Understanding Intrinsic Socioeconomic Biases in Large Language Models

Mina Arzaghi,Florian Carichon,Golnoosh Farnadi
2024-05-29
Abstract:Large Language Models (LLMs) are increasingly integrated into critical decision-making processes, such as loan approvals and visa applications, where inherent biases can lead to discriminatory outcomes. In this paper, we examine the nuanced relationship between demographic attributes and socioeconomic biases in LLMs, a crucial yet understudied area of fairness in LLMs. We introduce a novel dataset of one million English sentences to systematically quantify socioeconomic biases across various demographic groups. Our findings reveal pervasive socioeconomic biases in both established models such as GPT-2 and state-of-the-art models like Llama 2 and Falcon. We demonstrate that these biases are significantly amplified when considering intersectionality, with LLMs exhibiting a remarkable capacity to extract multiple demographic attributes from names and then correlate them with specific socioeconomic biases. This research highlights the urgent necessity for proactive and robust bias mitigation techniques to safeguard against discriminatory outcomes when deploying these powerful models in critical real-world applications.

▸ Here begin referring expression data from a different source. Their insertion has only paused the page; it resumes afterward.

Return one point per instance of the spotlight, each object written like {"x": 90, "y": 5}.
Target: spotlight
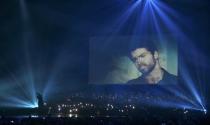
{"x": 205, "y": 111}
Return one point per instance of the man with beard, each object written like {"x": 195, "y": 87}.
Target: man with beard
{"x": 146, "y": 59}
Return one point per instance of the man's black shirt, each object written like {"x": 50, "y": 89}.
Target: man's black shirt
{"x": 168, "y": 79}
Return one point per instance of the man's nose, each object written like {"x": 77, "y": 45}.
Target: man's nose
{"x": 139, "y": 60}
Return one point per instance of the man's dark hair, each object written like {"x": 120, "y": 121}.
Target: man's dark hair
{"x": 143, "y": 43}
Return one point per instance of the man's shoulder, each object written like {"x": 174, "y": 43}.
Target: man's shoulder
{"x": 169, "y": 78}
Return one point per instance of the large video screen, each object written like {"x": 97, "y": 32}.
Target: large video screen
{"x": 133, "y": 60}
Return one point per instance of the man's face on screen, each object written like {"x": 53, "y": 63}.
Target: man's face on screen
{"x": 143, "y": 59}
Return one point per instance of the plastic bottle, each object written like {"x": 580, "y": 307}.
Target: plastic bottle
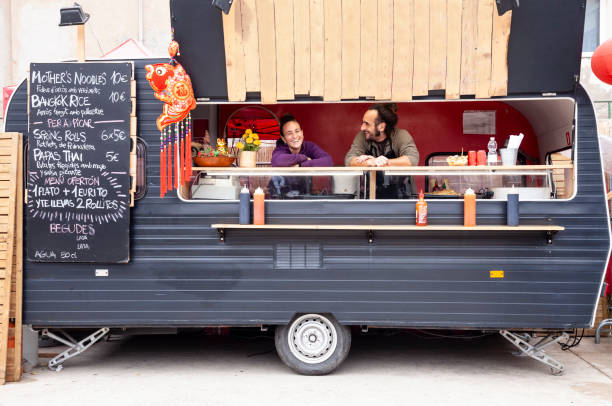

Computation and Language,Computers and Society,Machine Learning
What problem does this paper attempt to address?
This paper aims to address the issue of inherent socioeconomic biases in large language models (LLMs) during critical decision-making processes. Specifically, the researchers focus on the potential discriminatory outcomes these models exhibit when handling important matters such as loan approvals and visa applications. To systematically quantify socioeconomic biases among different demographic groups, the authors introduce a new dataset containing 1 million English sentences and use this dataset to evaluate the widespread socioeconomic biases present in several mainstream LLMs, including GPT-2, Llama 2, and Falcon. The study finds that these biases are significantly amplified when considering demographic intersectionality, meaning that LLMs can extract multiple demographic attributes from names and associate them with specific socioeconomic biases. Therefore, the research emphasizes the urgency of adopting proactive and effective bias mitigation techniques to prevent discriminatory outcomes when deploying these powerful models in real-world applications. In summary, this paper fills a critical gap in current research regarding how demographic factors influence and exacerbate harmful socioeconomic biases in LLMs.